How to Disagree with Your Spouse
If you never have a disagreement with your spouse, I applaud you! And I
want your autograph! Marriage is not an easy undertaking for anyone but
what truly important thing is? In the ward in which I grew up, the current
patriarch and his precious wife have an incredible marriage. This dear
sister has told others that she and her spouse have never had an
argument. She clarified that they had come close once but then they both
started laughing once they realized what was happening. I am far too much
of a live wire apparently. I don’t think that means they never had a
difference of opinion, I think it meant that they did not allow their tempers to
get involved.
How can we share our opinions and ideas without giving or taking offense?
First, try not to be offended if your spouse disagrees with you.

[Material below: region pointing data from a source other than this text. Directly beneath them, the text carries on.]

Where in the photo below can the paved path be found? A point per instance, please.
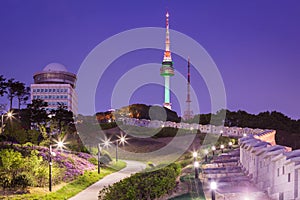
(91, 193)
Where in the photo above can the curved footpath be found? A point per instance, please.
(91, 193)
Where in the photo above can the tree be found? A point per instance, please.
(38, 113)
(16, 89)
(2, 85)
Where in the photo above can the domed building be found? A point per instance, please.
(55, 85)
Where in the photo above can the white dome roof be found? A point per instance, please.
(57, 67)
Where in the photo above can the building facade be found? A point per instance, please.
(55, 85)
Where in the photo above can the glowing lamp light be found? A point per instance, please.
(195, 154)
(60, 144)
(196, 164)
(106, 143)
(213, 185)
(9, 114)
(122, 139)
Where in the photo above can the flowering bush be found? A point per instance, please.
(66, 165)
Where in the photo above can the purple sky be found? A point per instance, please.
(255, 45)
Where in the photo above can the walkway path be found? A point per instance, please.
(233, 183)
(91, 193)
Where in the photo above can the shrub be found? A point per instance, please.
(143, 186)
(93, 160)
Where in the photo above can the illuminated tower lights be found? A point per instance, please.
(188, 114)
(167, 69)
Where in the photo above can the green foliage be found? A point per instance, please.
(11, 165)
(105, 126)
(19, 172)
(74, 187)
(148, 185)
(93, 160)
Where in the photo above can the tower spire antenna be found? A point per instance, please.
(167, 69)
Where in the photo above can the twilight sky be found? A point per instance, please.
(255, 45)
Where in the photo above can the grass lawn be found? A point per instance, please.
(74, 187)
(188, 196)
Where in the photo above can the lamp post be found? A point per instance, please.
(213, 148)
(60, 145)
(206, 152)
(222, 148)
(121, 140)
(230, 145)
(213, 187)
(196, 166)
(106, 143)
(99, 157)
(195, 154)
(9, 115)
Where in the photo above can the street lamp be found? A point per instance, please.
(206, 152)
(196, 166)
(213, 148)
(213, 187)
(230, 145)
(9, 115)
(195, 154)
(121, 140)
(59, 145)
(106, 143)
(222, 148)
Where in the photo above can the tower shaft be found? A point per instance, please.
(188, 114)
(167, 69)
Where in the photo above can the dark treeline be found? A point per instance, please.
(264, 120)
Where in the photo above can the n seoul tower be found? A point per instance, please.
(167, 69)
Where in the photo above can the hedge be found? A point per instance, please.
(147, 185)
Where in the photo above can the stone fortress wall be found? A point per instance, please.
(273, 168)
(225, 131)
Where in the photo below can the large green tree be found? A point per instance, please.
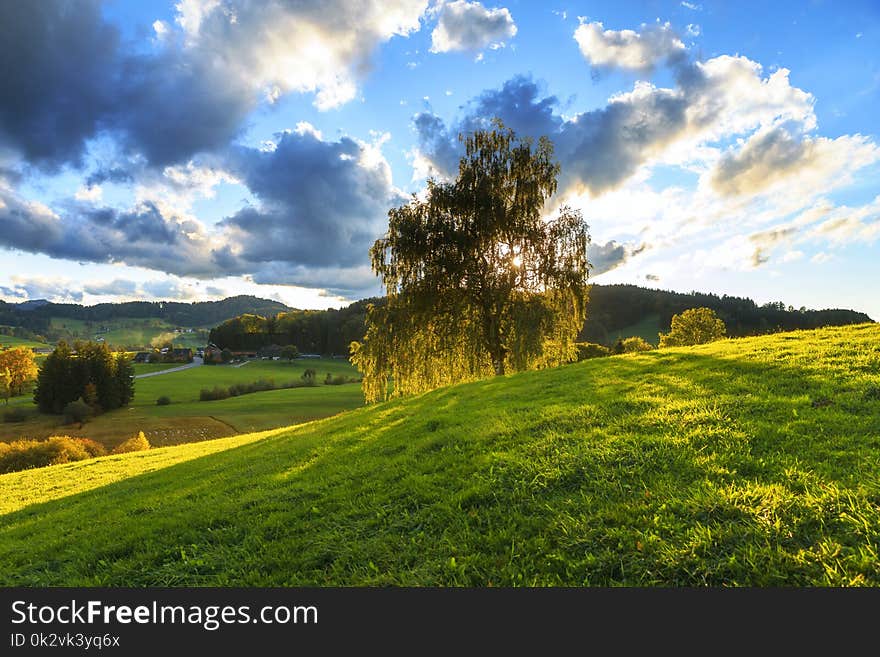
(478, 280)
(89, 370)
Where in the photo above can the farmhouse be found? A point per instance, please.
(179, 355)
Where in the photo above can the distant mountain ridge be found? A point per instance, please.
(613, 311)
(35, 315)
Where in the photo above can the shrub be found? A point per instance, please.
(25, 454)
(77, 411)
(138, 443)
(693, 326)
(587, 350)
(635, 344)
(93, 447)
(15, 414)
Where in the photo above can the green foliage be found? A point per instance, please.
(25, 454)
(632, 310)
(693, 326)
(309, 331)
(478, 282)
(289, 352)
(705, 467)
(587, 350)
(634, 344)
(138, 443)
(91, 371)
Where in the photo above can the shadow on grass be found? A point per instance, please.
(666, 468)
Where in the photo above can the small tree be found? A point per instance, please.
(635, 344)
(5, 385)
(693, 326)
(20, 367)
(289, 352)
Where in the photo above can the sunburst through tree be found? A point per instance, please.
(478, 280)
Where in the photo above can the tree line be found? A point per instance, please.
(34, 321)
(86, 379)
(613, 308)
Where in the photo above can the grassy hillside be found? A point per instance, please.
(744, 462)
(187, 419)
(7, 341)
(648, 329)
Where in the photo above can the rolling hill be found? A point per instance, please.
(747, 462)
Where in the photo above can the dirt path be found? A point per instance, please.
(196, 362)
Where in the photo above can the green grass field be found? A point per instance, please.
(7, 341)
(122, 332)
(187, 419)
(750, 462)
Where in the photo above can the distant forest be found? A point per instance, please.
(249, 323)
(612, 309)
(32, 318)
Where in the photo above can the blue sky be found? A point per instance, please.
(204, 148)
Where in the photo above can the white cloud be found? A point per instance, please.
(628, 49)
(93, 193)
(471, 26)
(307, 47)
(781, 156)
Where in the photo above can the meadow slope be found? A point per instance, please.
(744, 462)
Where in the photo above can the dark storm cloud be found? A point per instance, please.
(116, 288)
(321, 203)
(37, 288)
(178, 104)
(765, 158)
(65, 79)
(110, 174)
(605, 257)
(597, 150)
(83, 233)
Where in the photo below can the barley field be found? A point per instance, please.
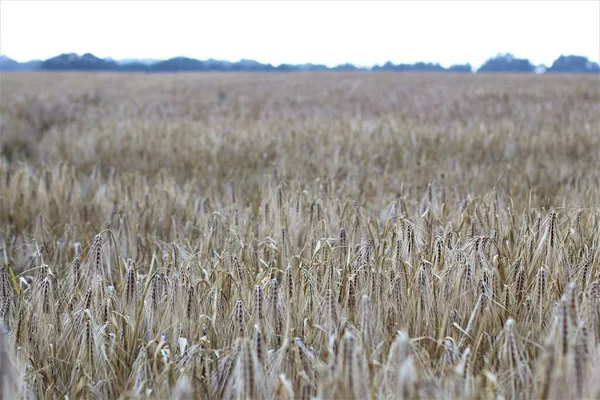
(299, 236)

Elder Bednar
recently said, “When we believe or say we have been offended, we usually
mean we feel insulted, mistreated, snubbed, or disrespected. And certainly
clumsy, embarrassing, unprincipled, and mean-spirited things do occur in
our interactions with other people that would allow us to take offense.
However, it ultimately is impossible for another person to offend you or to
offend me. Indeed, believing that another person offended us is
fundamentally false. To be offended is a choice we make; it is not
a condition inflicted or imposed upon us by someone or something else.”1
We can choose to allow our hearts to remain open in order to understand
our spouse better.
Second, approach the topic when you are both in a good mood, rather than
reigniting embers of discord.
Third, talk about yourselves as a team, rather than pointing the finger at
your spouse and what you perceive that he or she does incorrectly. No
one wants to hear their name smeared for every wrongdoing in the
household.
Fourth, use soft or gentle language. Proverbs 15: 1 teaches,
“A soft answer turneth away wrath: but grievous words stir up anger.”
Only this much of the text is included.